Что же мы всему этому противопоставим?
(Техника и организация нам никогда не давались, и те некоторые усовершенствования, которых мы на третьем году войны с грехом пополам добились, решительно ничего не значат по сравнению с тем, что за это время сделали немцы).
Каратаевский дух «серых героев» и беззаветную храбрость «суворовских орлов»?
Но ведь это фразы, - факты же говорят совсем о другом.
У нас в бригаде недавно получен приказ стрелять по своим, если стрелки будут отступать без приказания.
В N-ой дивизии опять беспорядки и опять расстрелы.
Отношения между артиллерией и пехотой с каждым днём ухудшаются: недавно пехотинцы забросали ручными гранатами наш наблюдательный пункт, а разведчика 5-ой батареи нашли мёртвым в пехотных окопах со штыковой раной (немецкой атаки в это время не было).

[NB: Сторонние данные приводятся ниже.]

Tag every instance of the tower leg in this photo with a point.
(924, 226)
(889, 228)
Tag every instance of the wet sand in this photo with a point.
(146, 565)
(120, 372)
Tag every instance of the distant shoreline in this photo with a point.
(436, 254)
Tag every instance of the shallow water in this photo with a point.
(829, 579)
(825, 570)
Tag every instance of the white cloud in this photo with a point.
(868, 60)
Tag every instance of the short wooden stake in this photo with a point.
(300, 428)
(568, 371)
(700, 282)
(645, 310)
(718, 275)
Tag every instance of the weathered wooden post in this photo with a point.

Сама же пехота сейчас никуда не годится; необученная, неспаянная и трусливая, она всё меньше и меньше выдерживает натиск первоклассных немецких ударных батальонов.
Как-никак, всё это свидетельствует о такой степени падения пресловутого духа русской армии, при которой продолжение войны становится почти что невозможным.
Не знаю, может быть, я не прав, но иной раз, внутренне созерцая Россию и всю накопившуюся в ней ложь, я решительно не представляю себе, как мы доведём войну не до победного, конечно, но хотя бы до нестыдного, приличного мира.